As the patient was found to have a large primary tumor with single lymph node involvement and the only site of distant metastatic disease confined to the liver, the decision was made to treat his disease in the head and neck aggressively but without radical surgery to preserve function of the tongue. Depending on the response of the locoregional disease to combined chemotherapy and radiotherapy, and the response of liver metastasis to chemotherapy, the definitive treatment for the liver was deferred. The patient was treated by concurrent chemo radiotherapy using carboplatin (AUC times 4) and taxotere (75 mg per meter squared) every three weeks as radio sensitizers and amifostine as radio protector for salivary glands. He received 5040 cGy in 28 fractionations to the bilateral neck with a boost to the primary disease site, 2000 cGy in 10 fractionations making total dose to base of tongue to be 7040 cGy.

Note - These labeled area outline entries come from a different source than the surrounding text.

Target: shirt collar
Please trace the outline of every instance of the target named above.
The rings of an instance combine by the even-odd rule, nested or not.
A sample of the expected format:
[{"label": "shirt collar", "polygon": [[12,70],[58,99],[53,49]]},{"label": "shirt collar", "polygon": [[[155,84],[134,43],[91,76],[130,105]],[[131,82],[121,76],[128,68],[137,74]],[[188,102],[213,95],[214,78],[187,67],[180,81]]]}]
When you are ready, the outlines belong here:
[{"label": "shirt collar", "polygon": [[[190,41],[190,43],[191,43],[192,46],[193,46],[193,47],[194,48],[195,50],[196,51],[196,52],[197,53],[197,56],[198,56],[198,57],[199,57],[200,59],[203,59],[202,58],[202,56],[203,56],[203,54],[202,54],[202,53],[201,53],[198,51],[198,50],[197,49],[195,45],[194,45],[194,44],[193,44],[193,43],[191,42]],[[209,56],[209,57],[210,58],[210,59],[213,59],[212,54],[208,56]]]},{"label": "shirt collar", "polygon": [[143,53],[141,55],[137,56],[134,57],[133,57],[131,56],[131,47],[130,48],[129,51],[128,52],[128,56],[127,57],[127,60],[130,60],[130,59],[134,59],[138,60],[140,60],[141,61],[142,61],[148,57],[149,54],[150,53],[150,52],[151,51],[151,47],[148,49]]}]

Following the completion of radiation therapy the loco regional disease achieved a complete response so that he was treated by adjuvant chemotherapy with carboplatin and taxotere for two cycles. He developed allergic reaction to taxotere and so his chemotherapy was changed to Xeloda 1500 mg twice daily with two weeks on and one week off cycle for nine months, which resulted in hand and foot syndrome. Unfortunately, the patient had radiographic evidence of progression of liver metastasis by CT scan and PET scan performed following the completion of the combined chemoradiotherapy [Figure 3]. Because the patient's liver metastasis was the only site of disease, the determination was made to aggressively treat the liver metastasis. As a result, he received CyberKnife radiosurgery to the site of liver metastasis. Approximately one year later, the patient was noted to have an increase in size of the liver lesion of CT scan [Figure 4]. A PET scan performed on also confirmed an increase in the size of the liver lesion [Figure 5]. Given the fact that there were no other signs of metastatic disease by PET/CT scan, the determination was made for the patient to seek a surgical consultation for definitive resection. The patient underwent definitive surgical resection of the right hepatic lobe. [Figure 6] shows a post-operative CT-scan. The pathology from the liver resection revealed metastatic squamous cell carcinoma with basaloid features consistent with the oropharynx primary. He had an uneventful post-operative course and he did well since the surgery without evidence of disease recurrence. He is currently working fulltime and has no limitation in physical activity. The last follow-up examination including flexible laryngoscopy performed as well as PET-CT imaging has shown no evidence of recurrence [[Figure 7]a, b and [Figure 8]a, b] at two and three years since hepatic resection respectively. The final pathology specimen from the liver resection revaled with metastatic sqamous cell carcinoma to the liver [Figure 9]. The patient is working full time.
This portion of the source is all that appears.